October 23, 2005

I Guess We Lost

I went out to breakfast today. Walking into the restaurant, I looked through the machine window at the Denver Post headlines, and I was surprised to read that the war had been lost in Iraq. The headline (rather small for such importance) read: "U.S. starts retreating from lofty Iraq goals" and the subhead was "Strategy for pullout outguns democracy"

Hmm, that doesn't look good, but I am not gonna give those commies at the Post a dollar of perfectly good money, so I read the article from home. It starts out pretty dire:

Washington - President Bush's goal of creating a united, peaceful Iraq that will serve as a beacon of democracy in the Middle East could take as long as a decade and cost thousands more Iraqi and American lives, administration officials say.

A more modest objective is emerging for the near term, in which the security forces of an Iraq partitioned along ethnic and religious lines take over the war against a stubborn insurgency, allowing the United States to withdraw its combat forces.


Okay, is there news here? Who said we're retreating? What prompted this story? Reading on:
This scenario would leave a weakened central state apportioned into Kurdish, Sunni and Shiite districts and bears its own risk: the possibility of a civil war that could spread into region- wide conflicts, analysts and government officials say.

Again, there is no news. This is a scenario most had long feared -- and a pretty good argument against cut and run. Who says we're pulling out? It seems Secretary of State Rice does:
"When you talk about the longer-term goal of a stable, democratic, multiethnic, unitary Iraq, that's going to take a long time," Secretary of State Condoleezza Rice told a Senate committee last week.

"The short-term goal is to make Iraqi forces capable enough of holding their own territory against insurgents so that there is not ... a threat to the political stability of the Iraqi regime," Rice said.

In an exchange with Sen.

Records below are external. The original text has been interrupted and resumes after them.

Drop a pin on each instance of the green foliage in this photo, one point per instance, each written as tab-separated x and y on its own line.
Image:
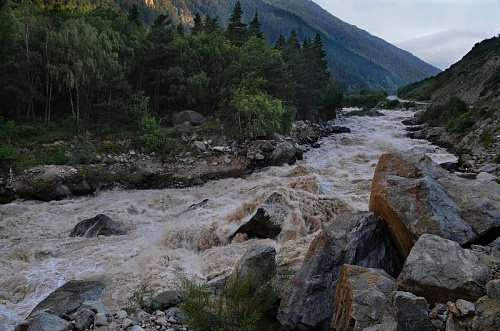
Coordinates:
143	298
239	306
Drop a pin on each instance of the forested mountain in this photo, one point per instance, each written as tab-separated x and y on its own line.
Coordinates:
474	79
356	59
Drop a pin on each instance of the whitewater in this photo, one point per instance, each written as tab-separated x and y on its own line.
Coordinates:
186	232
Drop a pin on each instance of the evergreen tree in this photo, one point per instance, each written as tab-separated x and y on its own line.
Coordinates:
254	27
236	29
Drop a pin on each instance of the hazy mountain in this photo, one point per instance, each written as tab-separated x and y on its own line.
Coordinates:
356	58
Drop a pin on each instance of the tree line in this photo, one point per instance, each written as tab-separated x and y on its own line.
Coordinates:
102	70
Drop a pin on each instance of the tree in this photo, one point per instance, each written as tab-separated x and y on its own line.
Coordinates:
236	29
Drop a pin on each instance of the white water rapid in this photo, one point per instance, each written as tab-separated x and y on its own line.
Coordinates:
165	239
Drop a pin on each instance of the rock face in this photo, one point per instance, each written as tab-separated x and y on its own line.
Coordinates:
360	297
69	297
440	270
406	312
267	221
189	116
97	226
359	239
415	196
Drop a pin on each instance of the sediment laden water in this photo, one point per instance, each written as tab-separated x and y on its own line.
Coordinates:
167	239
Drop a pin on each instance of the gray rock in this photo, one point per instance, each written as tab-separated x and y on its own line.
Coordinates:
466	307
493	289
360	297
84	318
406	312
100	319
97	226
69	297
415	196
440	270
168	299
48	322
359	239
188	116
267	220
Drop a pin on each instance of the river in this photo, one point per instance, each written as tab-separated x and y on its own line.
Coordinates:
166	239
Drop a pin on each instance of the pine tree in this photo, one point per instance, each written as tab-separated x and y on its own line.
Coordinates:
254	27
236	29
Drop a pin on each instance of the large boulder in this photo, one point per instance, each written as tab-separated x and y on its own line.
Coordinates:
188	116
359	239
267	220
406	312
440	270
100	225
360	297
415	196
69	297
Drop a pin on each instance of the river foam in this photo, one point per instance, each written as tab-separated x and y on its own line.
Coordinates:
176	232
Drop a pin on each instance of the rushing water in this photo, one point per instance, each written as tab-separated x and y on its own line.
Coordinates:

Barack Obama, D-Ill., Rice declined to quarrel with his definition of the short-term scenario as "a Kurdish north, a Shia (or Shiite) south and a disgruntled Sunni center that constituted a loose federation and was not engaged in all-out civil war but wasn't practicing the sort of democracy we enjoy here in the United States."


There you have it, Secretary Rice said it will be hard and take a long time (not news); and that the short-term plan was for a viable stable Iraq (is this news?); then, she failed to sufficiently correct a liberal Senator from the other party on a nebulous claim that didn't call for a specific rebuttal.

That's enough for The Denver Post! It's over! We're leaving Iraq to civil war and coming home -- you read about it here first!

No wonder everybody thinks we're losing. It's black-helicopterish of me to say this but such disinformation borders on treason.

If you ask why I believe Austin Bay and not the Post. That's fair, I would say that the progress I see with the Constitution, two successful elections, economic growth, &c. all match the more upbeat narratives I see online and do not match the MSM quagmire narrative.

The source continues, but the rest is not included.